Long before babies can talk and understand words, they’ve begun their life education by watching. Photograph: iStock

 

As with most aspects of parenting, the example you set is likely to be the biggest factor in raising a kind-hearted child. Long before babies can talk and understand words, they’ve begun their life education by watching.

A child’s capacity to be kind is waiting to be nurtured and developed, says psychotherapist Joanna Fortune. “Kindness isn’t a light switch within the feeling centre of our brain or within our emotional hearts. It’s a conscious practice and it takes long-term practice to embed kindness as a default behaviour.”

Here are 13 ways, as suggested by Fortune and positive psychologist Jolanta Burke, to cultivate one of the best habits for life.

1: Start early and keep it up

Consistent messaging about treating everyone with authentic and genuine care is not just for little children.

2: Use the “wondering” technique

When a child is recounting some drama about a peer getting into trouble for fighting, encourage them to think about the situation from another child’s point of view by “wondering” about what that boy or girl was feeling to make them act like that.

3: Lead by positive example

Talking is never enough, we have to let them see us be kind and do kind – most powerfully through small, subtle, everyday things rather than grandiose actions.

4: Parent with kindness

As the mother of a small child, Fortune finds that instead of a stream of “no”, “no”, “no”, it is more effective if she says: “Please don’t climb on the furniture, I am worried you are going to get hurt.” It is an approach that is more likely to get an “Okay then” in response, rather than be met with a defiant: “What, do you mean this, right here, what are you going to do about it?” attitude.

5: Don’t try to match a teenager’s frustration

As tempting as it can be to give as good as you get from a stroppy teenager, meet every interaction with kindness, even if it may not be appreciated – at least for another decade.

6: Smile and make eye contact with everybody you’re dealing with

This shows children how we try to connect with people around us and appreciate others.

7: Do random acts of kindness

Spot opportunities to spontaneously work with children as a “team” to help others.

8: Plan intentional acts of kindness

We may experience higher levels of wellbeing if we do three big or five small acts of kindness in one day than scatter them across a week.
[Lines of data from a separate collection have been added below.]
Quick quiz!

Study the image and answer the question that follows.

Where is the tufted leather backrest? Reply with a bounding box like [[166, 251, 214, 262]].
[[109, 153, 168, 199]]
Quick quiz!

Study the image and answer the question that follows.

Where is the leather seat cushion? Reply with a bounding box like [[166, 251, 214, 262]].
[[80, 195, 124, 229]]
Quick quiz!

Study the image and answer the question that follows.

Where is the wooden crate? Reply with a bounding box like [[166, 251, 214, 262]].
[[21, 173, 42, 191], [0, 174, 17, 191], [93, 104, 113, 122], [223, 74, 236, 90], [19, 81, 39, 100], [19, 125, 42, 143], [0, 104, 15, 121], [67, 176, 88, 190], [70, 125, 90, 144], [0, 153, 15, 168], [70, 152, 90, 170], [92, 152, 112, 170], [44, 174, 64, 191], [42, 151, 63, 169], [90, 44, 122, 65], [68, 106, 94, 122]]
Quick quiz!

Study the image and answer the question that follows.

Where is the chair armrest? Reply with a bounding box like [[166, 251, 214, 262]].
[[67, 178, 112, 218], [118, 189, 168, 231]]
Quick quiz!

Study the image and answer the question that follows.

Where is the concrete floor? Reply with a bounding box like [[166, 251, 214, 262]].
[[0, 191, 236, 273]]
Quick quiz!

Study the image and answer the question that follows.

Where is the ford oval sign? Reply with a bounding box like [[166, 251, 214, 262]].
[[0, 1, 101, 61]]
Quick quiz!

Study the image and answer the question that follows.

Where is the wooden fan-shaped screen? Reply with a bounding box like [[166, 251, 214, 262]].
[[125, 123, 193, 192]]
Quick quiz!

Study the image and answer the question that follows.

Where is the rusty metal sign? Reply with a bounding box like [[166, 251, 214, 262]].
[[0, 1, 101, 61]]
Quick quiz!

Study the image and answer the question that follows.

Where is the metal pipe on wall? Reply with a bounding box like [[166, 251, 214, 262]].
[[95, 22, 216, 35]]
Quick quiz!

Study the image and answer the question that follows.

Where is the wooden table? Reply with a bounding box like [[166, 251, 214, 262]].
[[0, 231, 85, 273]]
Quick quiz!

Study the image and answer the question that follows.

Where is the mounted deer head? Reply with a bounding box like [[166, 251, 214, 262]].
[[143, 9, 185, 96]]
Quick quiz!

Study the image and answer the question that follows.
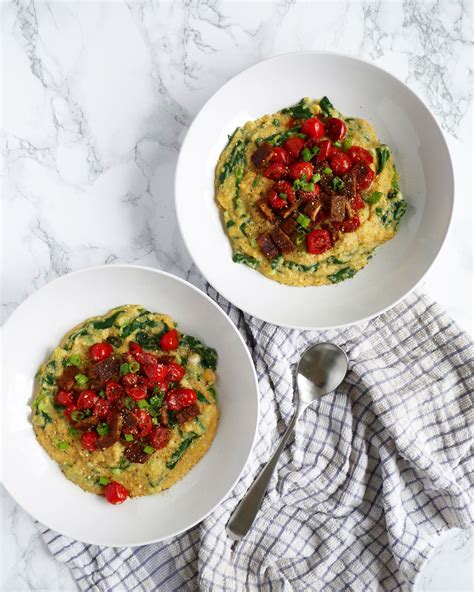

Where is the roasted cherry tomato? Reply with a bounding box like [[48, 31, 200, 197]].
[[283, 137, 304, 160], [301, 117, 324, 140], [306, 228, 332, 255], [166, 362, 186, 382], [105, 380, 123, 403], [316, 140, 333, 162], [126, 386, 147, 401], [263, 162, 288, 181], [331, 152, 352, 175], [271, 146, 290, 164], [104, 481, 130, 505], [81, 432, 99, 452], [92, 398, 110, 417], [89, 342, 114, 362], [56, 391, 74, 407], [133, 409, 153, 438], [128, 341, 143, 354], [160, 329, 179, 351], [350, 195, 365, 210], [64, 405, 77, 421], [290, 162, 313, 181], [325, 117, 347, 142], [347, 146, 374, 164], [352, 160, 375, 190], [122, 372, 138, 386], [150, 426, 170, 450], [165, 388, 197, 411], [76, 389, 99, 409]]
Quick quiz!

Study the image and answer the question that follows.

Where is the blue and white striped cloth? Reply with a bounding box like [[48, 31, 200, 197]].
[[39, 288, 474, 592]]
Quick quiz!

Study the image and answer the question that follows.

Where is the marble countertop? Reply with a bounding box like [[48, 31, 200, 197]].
[[1, 0, 474, 592]]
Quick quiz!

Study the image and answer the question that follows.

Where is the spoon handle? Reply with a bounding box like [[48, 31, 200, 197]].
[[226, 411, 299, 541]]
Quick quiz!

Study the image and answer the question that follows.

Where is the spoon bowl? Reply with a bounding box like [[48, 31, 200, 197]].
[[226, 343, 349, 541]]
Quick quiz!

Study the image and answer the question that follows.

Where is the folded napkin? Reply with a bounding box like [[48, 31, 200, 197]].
[[39, 276, 474, 592]]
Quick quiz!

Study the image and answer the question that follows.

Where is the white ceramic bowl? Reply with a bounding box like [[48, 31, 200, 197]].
[[176, 52, 454, 328], [2, 266, 259, 546]]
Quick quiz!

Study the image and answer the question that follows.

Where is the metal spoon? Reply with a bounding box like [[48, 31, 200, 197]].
[[226, 343, 349, 541]]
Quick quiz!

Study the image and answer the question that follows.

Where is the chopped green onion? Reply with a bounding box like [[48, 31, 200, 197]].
[[296, 214, 311, 228], [97, 423, 109, 436], [68, 354, 81, 366], [71, 409, 85, 421], [364, 191, 383, 204], [130, 362, 140, 374], [75, 374, 89, 386], [120, 363, 130, 376], [125, 397, 135, 410]]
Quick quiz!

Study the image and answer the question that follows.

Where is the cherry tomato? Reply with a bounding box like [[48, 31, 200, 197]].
[[271, 146, 290, 164], [105, 380, 123, 403], [150, 426, 170, 450], [166, 362, 186, 382], [326, 117, 347, 142], [272, 181, 296, 203], [283, 137, 304, 160], [126, 386, 147, 401], [352, 160, 375, 190], [165, 388, 197, 411], [128, 341, 143, 354], [104, 481, 130, 505], [290, 162, 313, 181], [142, 362, 168, 382], [301, 117, 324, 140], [331, 152, 352, 175], [64, 405, 77, 421], [267, 189, 288, 210], [133, 409, 153, 438], [56, 391, 74, 407], [298, 184, 321, 203], [332, 215, 360, 232], [316, 140, 333, 162], [306, 228, 332, 255], [81, 432, 99, 452], [347, 146, 374, 164], [351, 195, 365, 210], [160, 329, 179, 351], [263, 162, 288, 181], [76, 390, 99, 409], [92, 398, 110, 417], [122, 372, 138, 386], [89, 342, 114, 362]]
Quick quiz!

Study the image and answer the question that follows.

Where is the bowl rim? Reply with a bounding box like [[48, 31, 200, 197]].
[[174, 49, 456, 331], [0, 263, 261, 549]]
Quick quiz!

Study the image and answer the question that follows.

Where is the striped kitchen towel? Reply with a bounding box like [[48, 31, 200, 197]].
[[39, 276, 474, 592]]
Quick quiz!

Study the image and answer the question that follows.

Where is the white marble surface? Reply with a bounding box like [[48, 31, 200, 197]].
[[1, 0, 474, 592]]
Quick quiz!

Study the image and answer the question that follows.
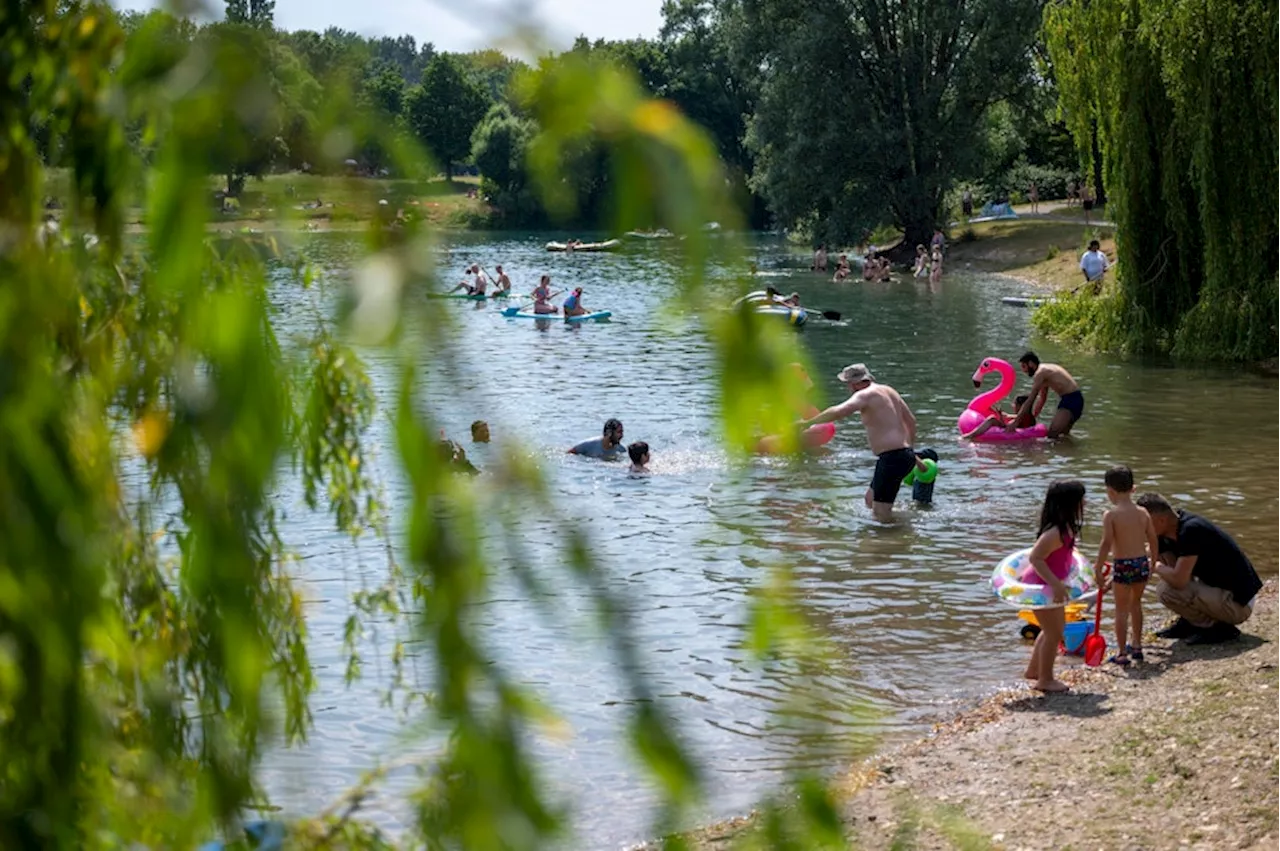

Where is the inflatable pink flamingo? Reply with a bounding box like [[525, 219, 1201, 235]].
[[956, 357, 1048, 443]]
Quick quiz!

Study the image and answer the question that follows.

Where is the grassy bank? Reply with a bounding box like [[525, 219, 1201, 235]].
[[45, 169, 489, 229], [675, 580, 1280, 851], [947, 215, 1115, 289]]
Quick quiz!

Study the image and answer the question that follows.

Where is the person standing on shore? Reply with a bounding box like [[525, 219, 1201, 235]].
[[1138, 494, 1262, 644], [799, 363, 926, 522], [1021, 481, 1084, 694], [1080, 239, 1111, 292]]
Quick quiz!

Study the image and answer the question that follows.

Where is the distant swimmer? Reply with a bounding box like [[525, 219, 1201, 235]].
[[568, 418, 626, 461]]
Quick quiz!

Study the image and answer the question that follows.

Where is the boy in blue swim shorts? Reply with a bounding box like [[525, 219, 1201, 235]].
[[1093, 467, 1160, 665]]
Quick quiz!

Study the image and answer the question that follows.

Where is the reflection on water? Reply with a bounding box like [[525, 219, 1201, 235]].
[[265, 235, 1280, 847]]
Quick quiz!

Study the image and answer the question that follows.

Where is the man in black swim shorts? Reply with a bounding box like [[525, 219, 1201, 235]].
[[800, 363, 923, 521], [1005, 352, 1084, 438]]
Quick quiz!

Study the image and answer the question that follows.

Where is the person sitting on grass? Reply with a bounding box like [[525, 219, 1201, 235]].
[[627, 440, 649, 475], [911, 244, 929, 278], [1093, 467, 1160, 665], [961, 395, 1036, 440]]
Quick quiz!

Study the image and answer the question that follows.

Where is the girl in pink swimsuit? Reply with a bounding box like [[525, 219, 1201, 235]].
[[1023, 481, 1084, 692]]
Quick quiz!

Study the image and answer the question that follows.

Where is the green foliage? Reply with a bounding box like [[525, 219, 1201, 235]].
[[1044, 0, 1280, 360], [404, 55, 489, 178], [733, 0, 1039, 244], [0, 0, 860, 851], [227, 0, 275, 29]]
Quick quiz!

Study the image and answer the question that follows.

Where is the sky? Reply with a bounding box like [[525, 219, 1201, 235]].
[[111, 0, 662, 55]]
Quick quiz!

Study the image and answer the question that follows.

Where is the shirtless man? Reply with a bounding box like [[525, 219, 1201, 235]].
[[1005, 352, 1084, 438], [449, 265, 485, 296], [493, 266, 511, 296], [800, 363, 924, 521]]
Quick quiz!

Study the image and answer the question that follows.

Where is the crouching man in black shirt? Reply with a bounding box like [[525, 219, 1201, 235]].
[[1138, 494, 1262, 644]]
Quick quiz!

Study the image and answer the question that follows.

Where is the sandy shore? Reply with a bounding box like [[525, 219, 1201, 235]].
[[689, 580, 1280, 851]]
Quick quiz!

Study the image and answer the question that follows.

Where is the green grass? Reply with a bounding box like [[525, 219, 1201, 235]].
[[45, 169, 485, 227]]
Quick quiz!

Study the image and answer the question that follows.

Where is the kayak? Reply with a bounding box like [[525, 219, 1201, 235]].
[[1000, 296, 1057, 307], [547, 239, 622, 253], [503, 310, 613, 322], [426, 292, 511, 302], [755, 305, 809, 328]]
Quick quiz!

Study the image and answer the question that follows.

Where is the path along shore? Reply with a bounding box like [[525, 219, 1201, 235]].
[[689, 580, 1280, 851]]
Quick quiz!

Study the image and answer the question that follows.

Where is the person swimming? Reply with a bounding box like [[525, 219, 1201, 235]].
[[963, 395, 1036, 440]]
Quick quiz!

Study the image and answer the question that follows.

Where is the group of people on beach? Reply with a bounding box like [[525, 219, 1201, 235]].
[[449, 264, 590, 316], [809, 229, 946, 284], [1024, 466, 1262, 694]]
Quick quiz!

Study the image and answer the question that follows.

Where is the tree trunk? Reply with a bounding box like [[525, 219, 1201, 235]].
[[1089, 119, 1107, 209]]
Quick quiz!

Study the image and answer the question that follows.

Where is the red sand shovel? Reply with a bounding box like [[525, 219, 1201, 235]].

So, you could encourage your children to do a cluster of “chores”, for which no payment should be made.

9: Observe it in others

Just seeing other people being helpful can give us a wellbeing boost, so point out examples you encounter, perhaps on television, to children.

10: Give time

This is something children can do to help a friend, relative or neighbour with something.

11: Give money

Decide as a family what organisation you will donate money to and why. Maybe ask older children to research and shortlist two to three deserving causes, which they need to “sell” to the rest of the family members.

12: Recycle socially

Children can help choose toys or clothes that they want to give away to other children or charity shops.

13: Challenge teenagers

Not only to do and record one kind deed every day for a month but to also track their mood while they are doing it and see what difference it makes.